There is no better example of than this past Super Bowl. In the AFC Championship Game, the Jaguars almost got past the Patriots with a very clever Run/Pass Option scheme. They ran from the shotgun to one side and left a screen option on the other side. The Patriots had not planned for this and it almost sunk them. Had Jacksonville stayed aggressive, they would have won the game.
The Eagles had great success with RPO’s against the Vikings, so the Patriots adjusted their scheme. Doug Pederson knew they would expect the same backside screen attack and he set his formations accordingly. This was all a ruse. As soon as New England came up on the screen, the Eagles’ receivers pulled a double move. This allowed them to get behind the New England defense and burn them up and down the sidelines.
In order to run this system, a team must rely on multiple running backs with a diverse skillset. While running backs like Bell can do everything, there’s no way they can do it all game long. It also makes little sense to run everything through one back when multiple backs lead to match-up nightmares. Look no farther than Mark Ingram and Alvin Kamara in New Orleans. When both are on the field, they must be accounted for. Otherwise they’re in the end zone before the defense knows what happened.
Franchises Live in the Present with an Eye on the Future
If Le’Veon Bell wants to blame anyone for his contract situation, he should look at Shaun Alexander.
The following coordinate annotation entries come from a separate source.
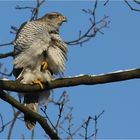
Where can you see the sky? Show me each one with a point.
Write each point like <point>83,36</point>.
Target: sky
<point>116,49</point>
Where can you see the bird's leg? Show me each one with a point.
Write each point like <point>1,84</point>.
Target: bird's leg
<point>44,65</point>
<point>39,82</point>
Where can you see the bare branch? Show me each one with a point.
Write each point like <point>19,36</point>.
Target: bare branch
<point>34,115</point>
<point>12,124</point>
<point>96,26</point>
<point>73,81</point>
<point>34,10</point>
<point>132,8</point>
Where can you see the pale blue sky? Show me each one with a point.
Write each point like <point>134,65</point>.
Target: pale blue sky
<point>117,49</point>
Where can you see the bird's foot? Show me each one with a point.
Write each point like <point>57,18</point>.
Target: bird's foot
<point>39,82</point>
<point>44,65</point>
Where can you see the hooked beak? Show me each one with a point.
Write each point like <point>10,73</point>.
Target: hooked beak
<point>64,19</point>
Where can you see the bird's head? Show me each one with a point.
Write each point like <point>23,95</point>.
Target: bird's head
<point>55,18</point>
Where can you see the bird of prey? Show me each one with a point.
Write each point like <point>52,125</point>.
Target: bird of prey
<point>40,54</point>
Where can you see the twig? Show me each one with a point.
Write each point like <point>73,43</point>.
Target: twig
<point>133,9</point>
<point>32,114</point>
<point>12,124</point>
<point>73,81</point>
<point>34,10</point>
<point>93,29</point>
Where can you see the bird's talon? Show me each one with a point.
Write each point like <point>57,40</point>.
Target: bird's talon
<point>44,65</point>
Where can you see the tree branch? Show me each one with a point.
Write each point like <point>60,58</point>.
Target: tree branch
<point>73,81</point>
<point>4,96</point>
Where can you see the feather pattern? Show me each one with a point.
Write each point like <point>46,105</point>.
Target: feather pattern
<point>35,42</point>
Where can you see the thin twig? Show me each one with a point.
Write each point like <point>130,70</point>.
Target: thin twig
<point>12,124</point>
<point>133,9</point>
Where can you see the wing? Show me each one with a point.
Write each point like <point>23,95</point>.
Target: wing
<point>30,43</point>
<point>57,54</point>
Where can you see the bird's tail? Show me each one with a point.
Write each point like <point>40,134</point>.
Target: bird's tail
<point>32,103</point>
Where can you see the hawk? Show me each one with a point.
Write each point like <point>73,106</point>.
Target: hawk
<point>40,54</point>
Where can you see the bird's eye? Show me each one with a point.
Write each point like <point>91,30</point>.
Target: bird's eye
<point>53,16</point>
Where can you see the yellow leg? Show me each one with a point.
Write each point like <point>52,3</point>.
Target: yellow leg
<point>38,82</point>
<point>44,65</point>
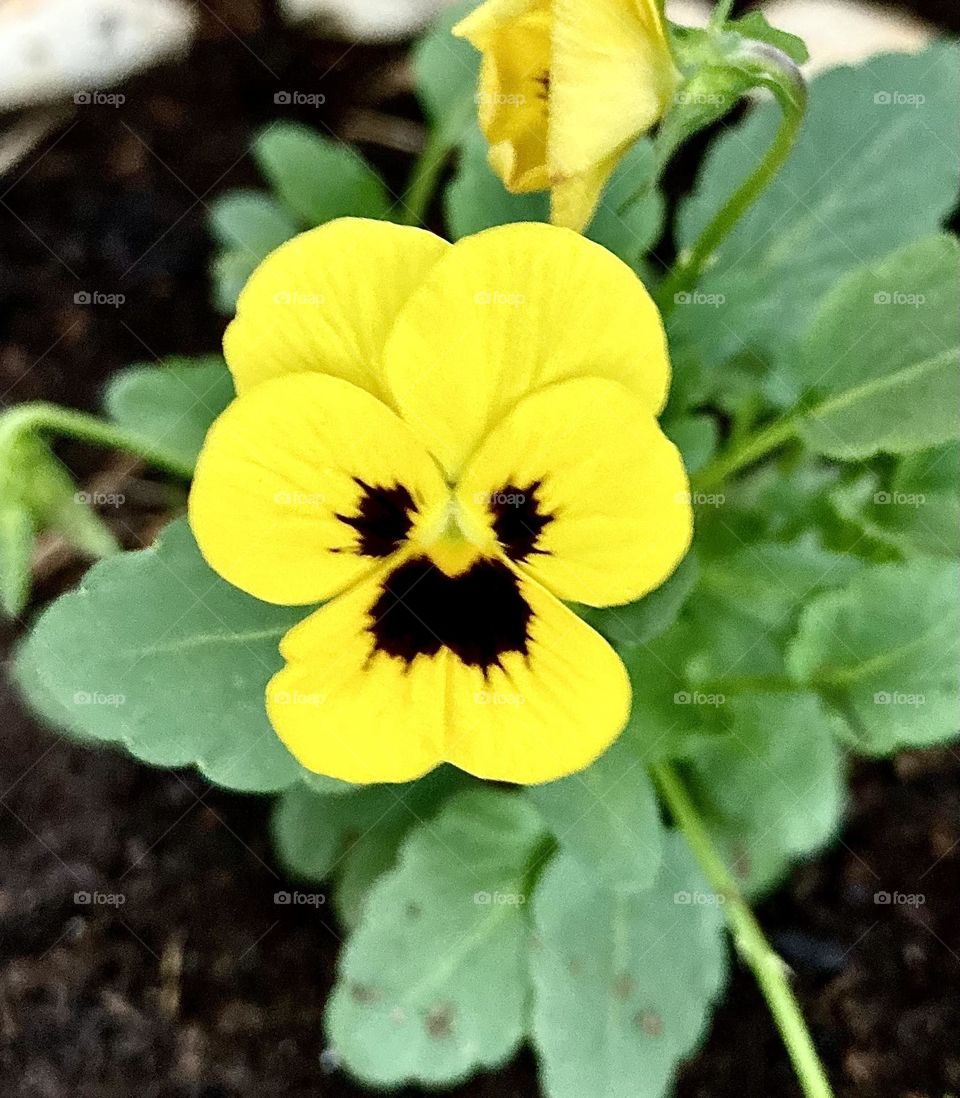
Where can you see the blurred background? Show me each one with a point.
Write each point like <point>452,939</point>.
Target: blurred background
<point>120,122</point>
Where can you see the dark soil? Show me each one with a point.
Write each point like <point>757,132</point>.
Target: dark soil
<point>193,987</point>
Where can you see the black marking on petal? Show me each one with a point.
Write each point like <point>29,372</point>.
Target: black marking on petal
<point>479,615</point>
<point>382,519</point>
<point>517,519</point>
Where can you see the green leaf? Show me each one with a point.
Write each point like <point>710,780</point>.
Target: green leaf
<point>317,178</point>
<point>171,404</point>
<point>885,649</point>
<point>773,790</point>
<point>908,522</point>
<point>881,356</point>
<point>433,982</point>
<point>695,436</point>
<point>607,818</point>
<point>623,982</point>
<point>627,221</point>
<point>446,71</point>
<point>639,622</point>
<point>248,225</point>
<point>755,25</point>
<point>355,838</point>
<point>15,557</point>
<point>873,169</point>
<point>157,653</point>
<point>250,222</point>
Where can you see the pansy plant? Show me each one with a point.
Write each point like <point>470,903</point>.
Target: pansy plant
<point>441,443</point>
<point>438,515</point>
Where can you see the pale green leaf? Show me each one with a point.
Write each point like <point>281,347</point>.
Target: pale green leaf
<point>623,983</point>
<point>881,357</point>
<point>155,652</point>
<point>433,982</point>
<point>874,168</point>
<point>772,791</point>
<point>171,404</point>
<point>319,178</point>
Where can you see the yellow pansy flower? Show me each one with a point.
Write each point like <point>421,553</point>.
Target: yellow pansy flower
<point>444,441</point>
<point>566,87</point>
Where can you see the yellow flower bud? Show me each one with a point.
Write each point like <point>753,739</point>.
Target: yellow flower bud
<point>566,88</point>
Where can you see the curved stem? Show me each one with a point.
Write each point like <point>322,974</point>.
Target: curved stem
<point>791,97</point>
<point>88,428</point>
<point>751,449</point>
<point>769,970</point>
<point>436,152</point>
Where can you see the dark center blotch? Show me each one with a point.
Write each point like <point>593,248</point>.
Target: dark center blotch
<point>382,519</point>
<point>479,615</point>
<point>517,519</point>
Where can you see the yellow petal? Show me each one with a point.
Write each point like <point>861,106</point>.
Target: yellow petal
<point>584,491</point>
<point>575,199</point>
<point>492,17</point>
<point>506,312</point>
<point>348,706</point>
<point>512,94</point>
<point>347,713</point>
<point>324,302</point>
<point>611,79</point>
<point>300,488</point>
<point>540,715</point>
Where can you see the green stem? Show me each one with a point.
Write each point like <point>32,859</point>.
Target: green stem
<point>40,416</point>
<point>431,163</point>
<point>790,92</point>
<point>748,451</point>
<point>769,970</point>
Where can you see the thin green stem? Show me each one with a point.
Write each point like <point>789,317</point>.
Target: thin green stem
<point>746,452</point>
<point>769,970</point>
<point>45,417</point>
<point>430,165</point>
<point>791,96</point>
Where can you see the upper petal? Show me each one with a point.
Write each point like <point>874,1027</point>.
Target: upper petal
<point>510,311</point>
<point>584,491</point>
<point>383,683</point>
<point>325,301</point>
<point>542,714</point>
<point>303,485</point>
<point>611,79</point>
<point>348,713</point>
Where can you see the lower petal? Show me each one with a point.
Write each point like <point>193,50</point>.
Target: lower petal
<point>344,710</point>
<point>543,714</point>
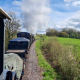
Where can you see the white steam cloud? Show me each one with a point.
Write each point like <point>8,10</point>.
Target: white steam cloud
<point>35,14</point>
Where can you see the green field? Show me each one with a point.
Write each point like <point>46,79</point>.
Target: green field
<point>72,43</point>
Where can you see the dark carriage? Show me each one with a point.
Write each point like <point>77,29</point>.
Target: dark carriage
<point>19,46</point>
<point>26,35</point>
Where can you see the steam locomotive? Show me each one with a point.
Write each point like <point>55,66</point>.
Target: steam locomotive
<point>19,46</point>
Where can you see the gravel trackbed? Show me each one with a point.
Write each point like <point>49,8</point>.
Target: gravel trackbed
<point>32,69</point>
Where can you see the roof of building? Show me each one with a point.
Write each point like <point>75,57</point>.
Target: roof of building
<point>4,15</point>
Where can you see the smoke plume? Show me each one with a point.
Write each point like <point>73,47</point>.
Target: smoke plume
<point>35,14</point>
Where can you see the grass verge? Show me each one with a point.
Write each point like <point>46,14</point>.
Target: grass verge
<point>49,73</point>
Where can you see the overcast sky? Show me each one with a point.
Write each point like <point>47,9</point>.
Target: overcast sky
<point>38,15</point>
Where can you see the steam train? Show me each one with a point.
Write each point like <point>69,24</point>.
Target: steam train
<point>19,46</point>
<point>12,63</point>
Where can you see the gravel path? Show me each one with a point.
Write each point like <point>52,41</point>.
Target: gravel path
<point>32,69</point>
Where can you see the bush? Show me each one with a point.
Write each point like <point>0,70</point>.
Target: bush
<point>61,58</point>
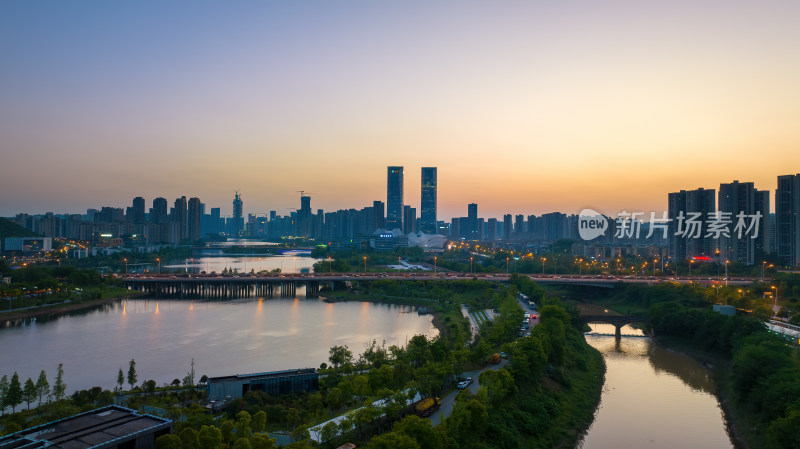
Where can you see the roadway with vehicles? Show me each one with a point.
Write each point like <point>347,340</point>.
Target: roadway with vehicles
<point>446,403</point>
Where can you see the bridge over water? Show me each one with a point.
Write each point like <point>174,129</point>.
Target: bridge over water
<point>618,321</point>
<point>224,287</point>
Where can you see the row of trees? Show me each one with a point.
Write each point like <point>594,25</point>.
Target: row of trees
<point>13,392</point>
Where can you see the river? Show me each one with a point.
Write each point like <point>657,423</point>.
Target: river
<point>223,337</point>
<point>653,397</point>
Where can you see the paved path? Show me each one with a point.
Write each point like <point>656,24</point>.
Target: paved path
<point>446,403</point>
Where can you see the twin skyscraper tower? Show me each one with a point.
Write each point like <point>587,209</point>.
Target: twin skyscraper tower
<point>397,215</point>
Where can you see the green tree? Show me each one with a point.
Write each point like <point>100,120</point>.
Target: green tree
<point>14,394</point>
<point>59,387</point>
<point>393,440</point>
<point>300,433</point>
<point>210,437</point>
<point>120,379</point>
<point>334,398</point>
<point>169,441</point>
<point>3,393</point>
<point>340,355</point>
<point>262,441</point>
<point>421,430</point>
<point>243,425</point>
<point>29,392</point>
<point>226,428</point>
<point>189,438</point>
<point>132,373</point>
<point>293,417</point>
<point>259,423</point>
<point>499,384</point>
<point>328,432</point>
<point>149,386</point>
<point>42,386</point>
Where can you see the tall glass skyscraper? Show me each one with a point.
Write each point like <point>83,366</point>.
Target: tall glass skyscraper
<point>428,203</point>
<point>237,221</point>
<point>394,198</point>
<point>787,219</point>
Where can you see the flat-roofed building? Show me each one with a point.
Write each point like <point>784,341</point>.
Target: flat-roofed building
<point>273,382</point>
<point>103,428</point>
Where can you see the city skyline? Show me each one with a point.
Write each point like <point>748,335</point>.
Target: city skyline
<point>240,211</point>
<point>528,108</point>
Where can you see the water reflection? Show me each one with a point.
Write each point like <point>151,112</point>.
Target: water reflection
<point>224,337</point>
<point>653,397</point>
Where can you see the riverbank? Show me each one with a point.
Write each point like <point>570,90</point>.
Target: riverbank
<point>64,307</point>
<point>719,368</point>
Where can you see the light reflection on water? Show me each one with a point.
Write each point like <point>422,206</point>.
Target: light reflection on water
<point>653,397</point>
<point>230,337</point>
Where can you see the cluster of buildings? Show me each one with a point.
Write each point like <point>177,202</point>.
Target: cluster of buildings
<point>389,224</point>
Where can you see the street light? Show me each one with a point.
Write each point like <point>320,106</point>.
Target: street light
<point>776,297</point>
<point>726,272</point>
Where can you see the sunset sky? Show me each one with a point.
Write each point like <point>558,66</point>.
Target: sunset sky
<point>524,107</point>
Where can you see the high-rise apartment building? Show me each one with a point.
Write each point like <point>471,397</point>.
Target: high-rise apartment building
<point>137,210</point>
<point>685,238</point>
<point>428,203</point>
<point>237,221</point>
<point>179,211</point>
<point>158,214</point>
<point>409,219</point>
<point>787,220</point>
<point>193,219</point>
<point>470,230</point>
<point>491,231</point>
<point>394,198</point>
<point>507,227</point>
<point>743,198</point>
<point>380,216</point>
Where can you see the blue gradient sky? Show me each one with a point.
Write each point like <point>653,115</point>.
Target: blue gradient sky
<point>525,107</point>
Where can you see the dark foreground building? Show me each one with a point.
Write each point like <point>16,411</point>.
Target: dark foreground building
<point>274,382</point>
<point>108,427</point>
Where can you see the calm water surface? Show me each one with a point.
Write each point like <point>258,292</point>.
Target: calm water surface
<point>230,337</point>
<point>653,398</point>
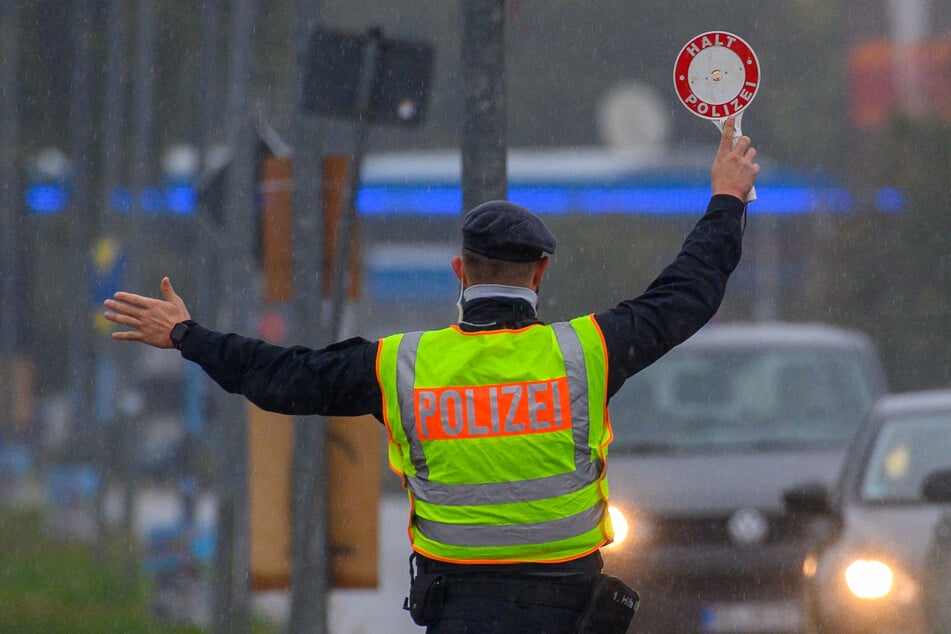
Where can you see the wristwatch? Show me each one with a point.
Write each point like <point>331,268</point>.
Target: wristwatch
<point>179,332</point>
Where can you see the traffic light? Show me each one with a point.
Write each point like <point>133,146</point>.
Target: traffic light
<point>401,77</point>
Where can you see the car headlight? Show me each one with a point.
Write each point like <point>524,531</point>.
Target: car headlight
<point>869,578</point>
<point>629,527</point>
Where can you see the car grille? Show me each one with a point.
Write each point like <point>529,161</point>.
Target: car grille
<point>712,531</point>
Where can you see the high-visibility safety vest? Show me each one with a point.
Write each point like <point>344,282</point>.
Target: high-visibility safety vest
<point>501,440</point>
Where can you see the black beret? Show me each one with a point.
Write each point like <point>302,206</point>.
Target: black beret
<point>504,231</point>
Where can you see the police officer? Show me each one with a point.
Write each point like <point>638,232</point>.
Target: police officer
<point>497,425</point>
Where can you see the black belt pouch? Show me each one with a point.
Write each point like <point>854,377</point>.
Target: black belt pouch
<point>610,608</point>
<point>427,595</point>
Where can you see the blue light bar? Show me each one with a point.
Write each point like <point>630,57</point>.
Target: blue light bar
<point>376,200</point>
<point>47,199</point>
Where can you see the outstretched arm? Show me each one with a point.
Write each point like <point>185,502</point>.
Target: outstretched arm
<point>150,319</point>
He has become the gold standard for why teams don’t sign running backs to long term deals. Once he got his contract, he got started getting injured. This effectively ended the Matt Hassleback era in Seattle. They gave the money to Alexander, which meant they couldn’t resign Steve Hutchinson, their best lineman. Nor could they be very active in free agency. NFL franchises saw that and reconsidered the market for running backs.
So, that’s what Bell has working against him. Both schematically and financially, it makes no sense to build an offense around one running back. This means, simply, that Bell can beg, plead, and Tweet all he wants. Odds are he will not get the contract he wants. That is not to say he is not a great player. He just needs to accept the reality of his situation.
Or, like I said, get to work on that time machine.